CCTV News: The reporter learned from the People's Bank of China on January 4 that the tone of China's monetary policy in 2025 is "moderate easing", and a variety of monetary policy tools will be comprehensively used, including a timely reduction of reserve requirement ratio and interest rate cuts, so as to maintain abundant liquidity and a stable growth in total financial volume. How will the "moderately loose" monetary policy support the real economy? Let’s listen to the interpretation of the relevant person in charge.

In 2025, China will further improve the market-oriented interest rate regulation mechanism, continue to strengthen the implementation of interest rate policies, strengthen interest rate self-discipline management, improve banks' independent and rational pricing capabilities, take into account the stable operation of the banking industry and the social comprehensive financing costs have been steadily reduced, creating a favorable interest rate environment for promoting consumption and expanding investment.

Zou Lan, Director of the Monetary Policy Department of the People's Bank of China, said: "Maintain reasonable growth in total financial volume, comprehensively use a variety of monetary policy tools, maintain a sufficient liquidity, and guide financial institutions to deeply explore effective financing needs, so that the scale of social financing and the growth of money supply are matched with the expected targets of economic growth and total price level."

In 2025, we must give full play to the dual functions of monetary policy tools, guide more investment in urgently needed areas, and continuously improve the efficiency of financial support for economic structural adjustment, transformation and upgrading, and transformation of new and old kinetic energy.

Zou Lan said: "Deepen the market-oriented reform of exchange rate, strengthen expectations, effectively respond to external shocks, resolutely prevent the risk of exchange rate overshoot, and maintain the basic stability of the RMB exchange rate at a reasonable equilibrium level."

In 2025, China will pay more attention to supporting the expansion of consumption and effective investment, improve the overall efficiency of policies, and further smooth policy transmission.

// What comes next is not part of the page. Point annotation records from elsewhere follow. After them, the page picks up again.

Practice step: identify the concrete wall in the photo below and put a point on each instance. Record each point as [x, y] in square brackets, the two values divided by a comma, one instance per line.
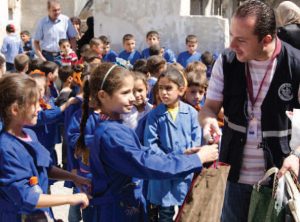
[6, 19]
[169, 17]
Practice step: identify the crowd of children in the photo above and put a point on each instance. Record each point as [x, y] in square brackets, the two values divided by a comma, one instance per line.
[128, 123]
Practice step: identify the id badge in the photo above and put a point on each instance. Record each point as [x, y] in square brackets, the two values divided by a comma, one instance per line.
[252, 129]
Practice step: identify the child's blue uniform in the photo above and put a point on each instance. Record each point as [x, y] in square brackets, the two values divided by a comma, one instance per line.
[19, 161]
[185, 58]
[169, 55]
[83, 170]
[47, 129]
[117, 156]
[110, 56]
[165, 134]
[130, 56]
[69, 114]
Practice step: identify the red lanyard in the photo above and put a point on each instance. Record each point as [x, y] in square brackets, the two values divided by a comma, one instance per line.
[269, 68]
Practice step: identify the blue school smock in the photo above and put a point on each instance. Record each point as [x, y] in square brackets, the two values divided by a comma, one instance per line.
[116, 156]
[165, 134]
[130, 56]
[68, 117]
[184, 58]
[47, 129]
[110, 56]
[19, 161]
[73, 133]
[168, 55]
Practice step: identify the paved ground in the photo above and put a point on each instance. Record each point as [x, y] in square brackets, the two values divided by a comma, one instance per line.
[60, 212]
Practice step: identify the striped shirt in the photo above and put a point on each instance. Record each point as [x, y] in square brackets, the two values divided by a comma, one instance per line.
[253, 164]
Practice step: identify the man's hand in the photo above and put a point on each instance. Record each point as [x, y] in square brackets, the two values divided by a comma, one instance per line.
[289, 163]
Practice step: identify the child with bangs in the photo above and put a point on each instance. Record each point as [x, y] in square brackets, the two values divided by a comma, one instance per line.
[141, 106]
[117, 157]
[25, 163]
[49, 116]
[172, 127]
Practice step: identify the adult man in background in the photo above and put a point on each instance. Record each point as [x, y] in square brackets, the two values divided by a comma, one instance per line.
[50, 30]
[255, 81]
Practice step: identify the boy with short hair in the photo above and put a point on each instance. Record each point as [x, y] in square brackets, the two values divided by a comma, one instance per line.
[11, 47]
[208, 59]
[65, 74]
[21, 63]
[152, 38]
[191, 55]
[51, 71]
[68, 56]
[97, 45]
[155, 65]
[109, 55]
[27, 43]
[129, 53]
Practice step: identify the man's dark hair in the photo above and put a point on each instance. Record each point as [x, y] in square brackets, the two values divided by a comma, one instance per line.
[264, 14]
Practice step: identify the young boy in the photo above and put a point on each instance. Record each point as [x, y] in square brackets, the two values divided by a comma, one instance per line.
[51, 71]
[27, 43]
[68, 56]
[208, 59]
[11, 47]
[155, 65]
[129, 53]
[65, 74]
[152, 38]
[97, 45]
[191, 55]
[21, 63]
[196, 89]
[109, 55]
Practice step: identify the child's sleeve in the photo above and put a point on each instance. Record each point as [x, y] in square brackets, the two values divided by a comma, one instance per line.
[4, 46]
[14, 181]
[122, 152]
[196, 129]
[49, 116]
[151, 133]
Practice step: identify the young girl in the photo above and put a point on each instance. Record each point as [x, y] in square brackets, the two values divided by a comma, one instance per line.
[172, 127]
[47, 129]
[141, 106]
[116, 156]
[196, 89]
[22, 157]
[80, 134]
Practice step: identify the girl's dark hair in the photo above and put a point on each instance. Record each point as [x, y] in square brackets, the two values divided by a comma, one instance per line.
[91, 88]
[18, 88]
[35, 63]
[140, 65]
[48, 67]
[173, 75]
[65, 72]
[197, 79]
[112, 82]
[140, 76]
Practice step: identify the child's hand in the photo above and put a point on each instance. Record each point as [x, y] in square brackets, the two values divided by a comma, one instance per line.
[79, 198]
[208, 153]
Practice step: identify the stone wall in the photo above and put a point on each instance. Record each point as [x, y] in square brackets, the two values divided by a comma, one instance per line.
[169, 17]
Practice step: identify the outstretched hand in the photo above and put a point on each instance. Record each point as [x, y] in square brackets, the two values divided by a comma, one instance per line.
[289, 163]
[208, 153]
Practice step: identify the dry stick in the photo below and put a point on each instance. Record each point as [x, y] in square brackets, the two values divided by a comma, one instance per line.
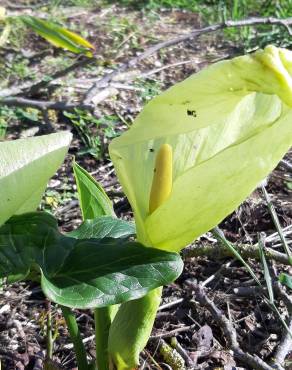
[43, 104]
[277, 224]
[254, 21]
[246, 251]
[285, 345]
[30, 88]
[284, 348]
[174, 332]
[229, 331]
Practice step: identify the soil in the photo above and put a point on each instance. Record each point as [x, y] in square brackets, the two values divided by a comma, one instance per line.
[119, 34]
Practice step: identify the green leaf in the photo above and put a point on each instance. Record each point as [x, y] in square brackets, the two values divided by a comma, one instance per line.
[58, 36]
[83, 273]
[25, 168]
[104, 227]
[93, 200]
[286, 279]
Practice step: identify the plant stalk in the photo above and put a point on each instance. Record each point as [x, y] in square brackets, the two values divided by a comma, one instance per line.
[75, 338]
[103, 318]
[49, 331]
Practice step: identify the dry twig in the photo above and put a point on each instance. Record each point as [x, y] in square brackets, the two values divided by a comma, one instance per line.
[229, 331]
[254, 21]
[246, 251]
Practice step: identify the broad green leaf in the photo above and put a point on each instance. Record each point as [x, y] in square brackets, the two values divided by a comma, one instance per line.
[286, 279]
[25, 168]
[104, 227]
[58, 36]
[228, 127]
[93, 200]
[83, 273]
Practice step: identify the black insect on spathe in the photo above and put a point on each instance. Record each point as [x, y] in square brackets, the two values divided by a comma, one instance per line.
[192, 113]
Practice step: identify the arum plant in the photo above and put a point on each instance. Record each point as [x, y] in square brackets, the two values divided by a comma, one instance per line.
[95, 266]
[191, 157]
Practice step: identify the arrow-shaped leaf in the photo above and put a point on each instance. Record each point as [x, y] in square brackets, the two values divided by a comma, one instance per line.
[25, 168]
[83, 273]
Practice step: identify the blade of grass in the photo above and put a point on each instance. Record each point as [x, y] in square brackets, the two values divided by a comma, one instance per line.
[221, 237]
[267, 276]
[277, 224]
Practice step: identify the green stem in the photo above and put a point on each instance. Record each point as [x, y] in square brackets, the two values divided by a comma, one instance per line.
[75, 338]
[49, 331]
[103, 319]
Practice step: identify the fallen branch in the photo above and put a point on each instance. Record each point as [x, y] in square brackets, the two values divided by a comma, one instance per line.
[246, 251]
[43, 104]
[229, 331]
[255, 21]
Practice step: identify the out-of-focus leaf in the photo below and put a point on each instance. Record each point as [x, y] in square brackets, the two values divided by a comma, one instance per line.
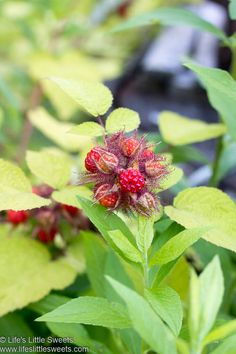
[195, 207]
[93, 97]
[15, 189]
[171, 16]
[221, 90]
[57, 131]
[95, 311]
[27, 273]
[51, 166]
[179, 130]
[88, 129]
[122, 119]
[145, 321]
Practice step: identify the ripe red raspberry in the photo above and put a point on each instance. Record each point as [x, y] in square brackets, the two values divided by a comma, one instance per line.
[147, 155]
[92, 157]
[70, 209]
[154, 168]
[131, 180]
[17, 217]
[106, 197]
[47, 236]
[129, 146]
[107, 162]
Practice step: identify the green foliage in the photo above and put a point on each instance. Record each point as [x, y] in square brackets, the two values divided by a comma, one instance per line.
[88, 129]
[207, 206]
[15, 189]
[90, 310]
[57, 131]
[173, 248]
[221, 90]
[51, 166]
[123, 119]
[93, 97]
[27, 273]
[167, 304]
[171, 16]
[204, 304]
[126, 248]
[145, 321]
[179, 130]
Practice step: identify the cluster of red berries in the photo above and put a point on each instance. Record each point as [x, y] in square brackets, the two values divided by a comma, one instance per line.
[46, 220]
[126, 173]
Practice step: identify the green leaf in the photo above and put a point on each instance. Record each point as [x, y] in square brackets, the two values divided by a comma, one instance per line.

Jin Penghui, director of the Shanghai Headquarters of the People's Bank of China, said that the country will implement a moderately relaxed monetary policy, focus on expanding domestic demand, stabilizing expectations, stimulating vitality, attach more importance to consumption, support stabilizing foreign trade and foreign investment, and help Shanghai better play its role in "taking the lead".

In 2025, China will actively promote the "five major articles" including science and technology finance, green finance, and inclusive finance. In terms of science and technology finance, we will continue to optimize the re-lending policies for scientific and technological innovation and technological transformation, and increase tool support. Innovate products such as loans in the field of science and technology, and actively cultivate a financial market ecology that supports science and technology innovation.

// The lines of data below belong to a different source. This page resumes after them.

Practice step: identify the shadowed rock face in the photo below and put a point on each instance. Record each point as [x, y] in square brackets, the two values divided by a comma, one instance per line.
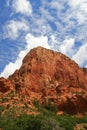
[5, 85]
[51, 76]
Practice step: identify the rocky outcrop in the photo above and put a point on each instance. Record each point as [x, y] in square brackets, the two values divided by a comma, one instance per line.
[50, 76]
[5, 85]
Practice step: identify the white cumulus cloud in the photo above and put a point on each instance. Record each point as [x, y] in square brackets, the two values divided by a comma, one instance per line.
[22, 6]
[67, 46]
[13, 27]
[32, 42]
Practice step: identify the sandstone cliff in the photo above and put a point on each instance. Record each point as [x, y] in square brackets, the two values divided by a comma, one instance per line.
[50, 76]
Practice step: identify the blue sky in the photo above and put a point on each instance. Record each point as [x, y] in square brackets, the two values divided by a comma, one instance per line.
[53, 24]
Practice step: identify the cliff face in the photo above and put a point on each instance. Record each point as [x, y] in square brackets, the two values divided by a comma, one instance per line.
[46, 75]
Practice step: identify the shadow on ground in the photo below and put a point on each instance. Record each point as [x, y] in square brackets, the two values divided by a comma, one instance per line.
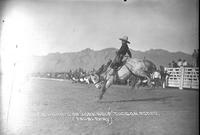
[139, 100]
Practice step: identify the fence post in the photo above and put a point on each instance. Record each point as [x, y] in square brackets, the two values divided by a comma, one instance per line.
[181, 78]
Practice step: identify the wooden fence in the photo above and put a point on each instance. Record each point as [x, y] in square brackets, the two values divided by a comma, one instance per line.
[183, 77]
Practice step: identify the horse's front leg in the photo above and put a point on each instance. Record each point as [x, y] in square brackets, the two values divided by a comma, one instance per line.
[106, 85]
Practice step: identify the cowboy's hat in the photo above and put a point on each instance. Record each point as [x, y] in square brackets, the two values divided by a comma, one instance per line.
[125, 38]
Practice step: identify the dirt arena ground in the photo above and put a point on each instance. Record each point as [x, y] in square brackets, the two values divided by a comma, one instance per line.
[49, 107]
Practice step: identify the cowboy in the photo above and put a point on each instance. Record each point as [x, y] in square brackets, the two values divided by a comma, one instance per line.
[121, 53]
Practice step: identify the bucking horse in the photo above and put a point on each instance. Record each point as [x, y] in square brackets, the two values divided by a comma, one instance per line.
[106, 76]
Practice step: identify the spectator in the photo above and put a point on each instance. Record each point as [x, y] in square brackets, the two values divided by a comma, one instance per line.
[174, 64]
[180, 63]
[185, 63]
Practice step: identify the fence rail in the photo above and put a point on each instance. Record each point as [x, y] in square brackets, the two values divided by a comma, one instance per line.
[183, 77]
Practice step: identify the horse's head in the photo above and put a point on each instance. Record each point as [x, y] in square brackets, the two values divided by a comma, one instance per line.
[151, 67]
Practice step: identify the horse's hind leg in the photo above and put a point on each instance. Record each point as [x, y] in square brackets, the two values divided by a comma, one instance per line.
[143, 74]
[106, 85]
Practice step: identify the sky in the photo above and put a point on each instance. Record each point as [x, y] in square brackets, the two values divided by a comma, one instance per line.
[39, 27]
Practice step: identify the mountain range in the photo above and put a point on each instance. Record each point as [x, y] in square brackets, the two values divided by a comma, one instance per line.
[89, 59]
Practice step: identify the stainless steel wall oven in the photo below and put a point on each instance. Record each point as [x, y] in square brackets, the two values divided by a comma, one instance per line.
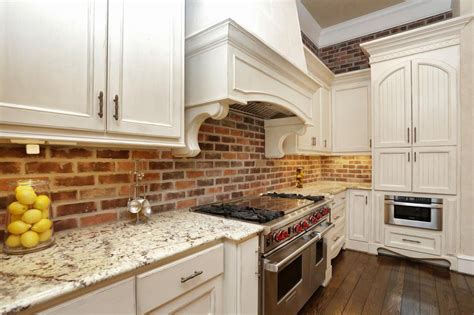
[420, 212]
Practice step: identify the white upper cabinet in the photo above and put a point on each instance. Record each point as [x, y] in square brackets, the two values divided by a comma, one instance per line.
[98, 71]
[434, 102]
[145, 67]
[392, 107]
[351, 122]
[393, 169]
[53, 63]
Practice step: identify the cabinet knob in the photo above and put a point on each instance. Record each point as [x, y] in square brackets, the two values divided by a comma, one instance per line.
[116, 107]
[101, 104]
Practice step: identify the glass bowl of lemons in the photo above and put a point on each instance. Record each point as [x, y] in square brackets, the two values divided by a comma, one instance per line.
[29, 226]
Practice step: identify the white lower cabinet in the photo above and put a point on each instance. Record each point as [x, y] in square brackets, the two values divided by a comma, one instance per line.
[358, 220]
[171, 288]
[118, 298]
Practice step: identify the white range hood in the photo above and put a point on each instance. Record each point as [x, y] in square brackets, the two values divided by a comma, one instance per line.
[225, 64]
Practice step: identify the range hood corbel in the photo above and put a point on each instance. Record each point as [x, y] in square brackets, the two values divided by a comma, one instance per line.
[225, 64]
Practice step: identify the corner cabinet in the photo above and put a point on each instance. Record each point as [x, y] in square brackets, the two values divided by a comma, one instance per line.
[111, 74]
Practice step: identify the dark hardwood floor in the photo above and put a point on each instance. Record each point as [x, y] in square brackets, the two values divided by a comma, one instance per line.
[366, 284]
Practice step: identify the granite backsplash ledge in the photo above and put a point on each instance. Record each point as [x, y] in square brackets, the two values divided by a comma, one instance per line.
[90, 186]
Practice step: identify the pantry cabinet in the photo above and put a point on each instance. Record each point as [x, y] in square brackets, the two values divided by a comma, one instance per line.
[96, 71]
[351, 113]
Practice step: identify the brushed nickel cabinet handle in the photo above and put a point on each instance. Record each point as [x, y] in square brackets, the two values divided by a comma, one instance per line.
[194, 275]
[116, 107]
[410, 241]
[101, 104]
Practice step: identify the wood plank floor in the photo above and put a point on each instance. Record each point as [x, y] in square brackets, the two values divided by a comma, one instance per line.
[366, 284]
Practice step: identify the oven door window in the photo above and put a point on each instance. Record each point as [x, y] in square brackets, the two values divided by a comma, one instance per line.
[289, 277]
[412, 213]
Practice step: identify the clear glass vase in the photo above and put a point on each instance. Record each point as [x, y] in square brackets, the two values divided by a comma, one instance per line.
[29, 226]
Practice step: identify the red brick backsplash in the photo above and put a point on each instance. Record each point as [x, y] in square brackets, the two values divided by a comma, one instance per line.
[91, 185]
[348, 56]
[347, 168]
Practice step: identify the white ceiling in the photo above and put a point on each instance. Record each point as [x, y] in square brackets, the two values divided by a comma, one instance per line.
[328, 22]
[331, 12]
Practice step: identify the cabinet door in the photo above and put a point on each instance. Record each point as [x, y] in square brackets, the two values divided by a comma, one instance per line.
[118, 298]
[392, 107]
[434, 103]
[53, 63]
[351, 117]
[393, 169]
[358, 219]
[434, 170]
[205, 299]
[146, 62]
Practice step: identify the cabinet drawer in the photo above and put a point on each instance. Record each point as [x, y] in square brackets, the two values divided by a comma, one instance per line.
[160, 285]
[418, 241]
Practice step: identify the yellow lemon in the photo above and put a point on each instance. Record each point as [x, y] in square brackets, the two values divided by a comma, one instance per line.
[46, 235]
[13, 241]
[32, 216]
[29, 239]
[45, 213]
[15, 217]
[26, 196]
[18, 227]
[17, 208]
[42, 202]
[42, 225]
[21, 187]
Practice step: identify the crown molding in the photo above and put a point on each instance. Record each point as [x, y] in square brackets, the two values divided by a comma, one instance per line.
[435, 36]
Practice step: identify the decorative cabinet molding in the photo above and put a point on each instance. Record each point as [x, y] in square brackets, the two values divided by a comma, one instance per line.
[58, 91]
[225, 65]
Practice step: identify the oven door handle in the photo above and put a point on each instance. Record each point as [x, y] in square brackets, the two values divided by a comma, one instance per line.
[271, 266]
[414, 205]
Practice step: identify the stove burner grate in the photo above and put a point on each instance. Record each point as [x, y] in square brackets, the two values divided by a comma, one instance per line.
[295, 196]
[241, 212]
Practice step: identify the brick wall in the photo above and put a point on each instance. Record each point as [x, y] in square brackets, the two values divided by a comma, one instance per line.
[347, 168]
[91, 185]
[348, 56]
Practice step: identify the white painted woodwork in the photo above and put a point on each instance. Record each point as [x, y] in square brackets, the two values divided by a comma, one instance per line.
[358, 215]
[393, 169]
[413, 240]
[117, 298]
[351, 122]
[392, 107]
[434, 88]
[226, 64]
[210, 262]
[434, 170]
[205, 299]
[53, 63]
[241, 277]
[146, 66]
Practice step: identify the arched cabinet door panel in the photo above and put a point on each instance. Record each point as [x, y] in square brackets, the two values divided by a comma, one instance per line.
[392, 107]
[53, 63]
[434, 85]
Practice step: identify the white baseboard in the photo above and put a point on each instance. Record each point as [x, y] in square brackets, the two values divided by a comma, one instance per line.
[466, 264]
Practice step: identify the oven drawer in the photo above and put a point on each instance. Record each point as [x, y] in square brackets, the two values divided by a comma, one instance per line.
[419, 241]
[169, 281]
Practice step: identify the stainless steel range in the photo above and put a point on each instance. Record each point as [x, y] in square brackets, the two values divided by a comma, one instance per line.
[292, 246]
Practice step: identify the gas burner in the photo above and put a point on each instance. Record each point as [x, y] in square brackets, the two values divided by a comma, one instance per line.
[241, 212]
[295, 196]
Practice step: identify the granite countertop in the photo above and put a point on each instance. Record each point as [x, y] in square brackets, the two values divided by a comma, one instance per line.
[327, 187]
[86, 256]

In terms of inclusive finance, we will continue to implement five special actions to support the comprehensive revitalization of rural areas, improve the credit enhancement system of private small and medium-sized enterprises and the evaluation mechanism for financial services, promote the implementation of entrepreneurial guarantee loans and student loan policies, and improve the availability, convenience and coverage of financial services in the inclusive field.

Peng Lifeng, Director of the Credit Market Department of the People's Bank of China, said: "In terms of pension finance, we will focus on improving the pension financial support system and exploring the characteristic products and service models of pension finance. Improve the efficiency of the use of pension re-lending funds, and guide financial institutions to increase support for the health industry, pension industry and the silver economy."

In terms of digital finance, we will optimize digital economy financial services, formulate policy measures to support new industrialization, cultivate a high-level financial data market, and improve the digital and intelligent level of financial services.